I looked at this somewhat differently.  Here's a father wanting to purchase a memorial for his son.  Regardless of how he died, his family grieves for the loss of a child.  The political spin and media controversy is a distant secondary to a grieving family.  In this case, a memorial is a symbol for loss: the loss of a child, the lost opportunities, and the lost chances of putting him on another path.

There are other memorials to some dubious (or worse) characters.  The Alfred Packer grill in a dining hall at the University of Colorado, for instance, is named after a notorious cannibal.

Would you be okay with the families of the 9/11 hijackers putting up memorials on the former site of the WTC towers?

Conan71

Everyone looks at things differently I guess.  If it were my child, I don't think I'd request a memorial on the spot where he blew himself up whilst ostensibly contemplating taking a lot more people with him. JMHO.
"It has been said that politics is the second oldest profession. I have learned that it bears a striking resemblance to the first" -Ronald Reagan

patric

I wonder what the reaction would be to adding a chair at the OKC memorial for McVeigh.

...That would have been about the scale of it had Hinrichs not been stopped at the stadium gate.
"Tulsa will lay off police and firemen before we will cut back on unnecessarily wasteful streetlights."  -- March 18, 2009 TulsaNow Forum

Conan71

quote:
Originally posted by patric

I wonder what the reaction would be to adding a chair at the OKC memorial for McVeigh.

...That would have been about the scale of it had Hinrichs not been stopped at the stadium gate.



Good points.
"It has been said that politics is the second oldest profession. I have learned that it bears a striking resemblance to the first" -Ronald Reagan

Ed W

It's easy to hate a dead man.  The hard part is extending some compassion toward those he left behind.  Memorials are for the living because the dead don't care.  If his family finds solace in purchasing such a memorial, I see nothing wrong in that.  They'll be tortured with 'what if' questions for the rest of their lives.
Ed

May you live in interesting times.

ttownclown

Memorials are for HONORING people.  This guy showed no honor. He showed up to the largest event in the state with a bomb.
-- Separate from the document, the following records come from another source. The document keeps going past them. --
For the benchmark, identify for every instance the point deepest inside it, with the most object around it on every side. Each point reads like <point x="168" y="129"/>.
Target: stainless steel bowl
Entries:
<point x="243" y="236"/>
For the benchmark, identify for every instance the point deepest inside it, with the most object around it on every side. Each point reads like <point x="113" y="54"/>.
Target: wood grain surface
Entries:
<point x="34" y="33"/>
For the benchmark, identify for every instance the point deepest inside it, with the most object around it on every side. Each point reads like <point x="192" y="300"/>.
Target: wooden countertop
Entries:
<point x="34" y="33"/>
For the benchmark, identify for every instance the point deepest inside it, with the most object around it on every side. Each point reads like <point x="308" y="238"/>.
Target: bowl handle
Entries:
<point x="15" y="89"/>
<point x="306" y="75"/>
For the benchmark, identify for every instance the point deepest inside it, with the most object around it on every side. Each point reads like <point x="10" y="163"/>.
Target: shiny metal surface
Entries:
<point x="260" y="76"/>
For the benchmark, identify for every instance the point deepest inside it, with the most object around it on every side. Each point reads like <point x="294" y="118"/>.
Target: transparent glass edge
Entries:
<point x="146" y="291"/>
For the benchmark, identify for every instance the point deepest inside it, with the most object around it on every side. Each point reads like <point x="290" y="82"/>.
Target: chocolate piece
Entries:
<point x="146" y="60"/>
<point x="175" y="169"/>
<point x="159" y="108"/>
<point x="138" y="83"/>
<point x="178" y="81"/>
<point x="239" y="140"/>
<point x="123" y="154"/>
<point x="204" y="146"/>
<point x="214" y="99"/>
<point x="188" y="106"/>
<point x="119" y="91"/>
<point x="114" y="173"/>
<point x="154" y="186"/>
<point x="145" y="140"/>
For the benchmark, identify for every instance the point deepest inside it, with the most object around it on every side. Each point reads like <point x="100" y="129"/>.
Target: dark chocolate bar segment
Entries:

It shouldn't matter that the investigation said he didn't intend to hurt others because he put so many lives in danger!- It is truly unbelievable that we would reward him with an eternal place on campus for such an act.

jdb

May have to change my initial post.
My impression was the "memorial" was nothing more then a paver with a chiseled name.

One paver among thousands.

Who's got a photo of this thing?
jdb


Conan71

quote:
Originally posted by Ed W

It's easy to hate a dead man.  The hard part is extending some compassion toward those he left behind.  Memorials are for the living because the dead don't care.  If his family finds solace in purchasing such a memorial, I see nothing wrong in that.  They'll be tortured with 'what if' questions for the rest of their lives.



That's fine, that is what tombstones are for.  As I remember the family is in Colorado Springs and I would venture a guess that is where his remains wound up.  Near his would be the appropriate place for the monument.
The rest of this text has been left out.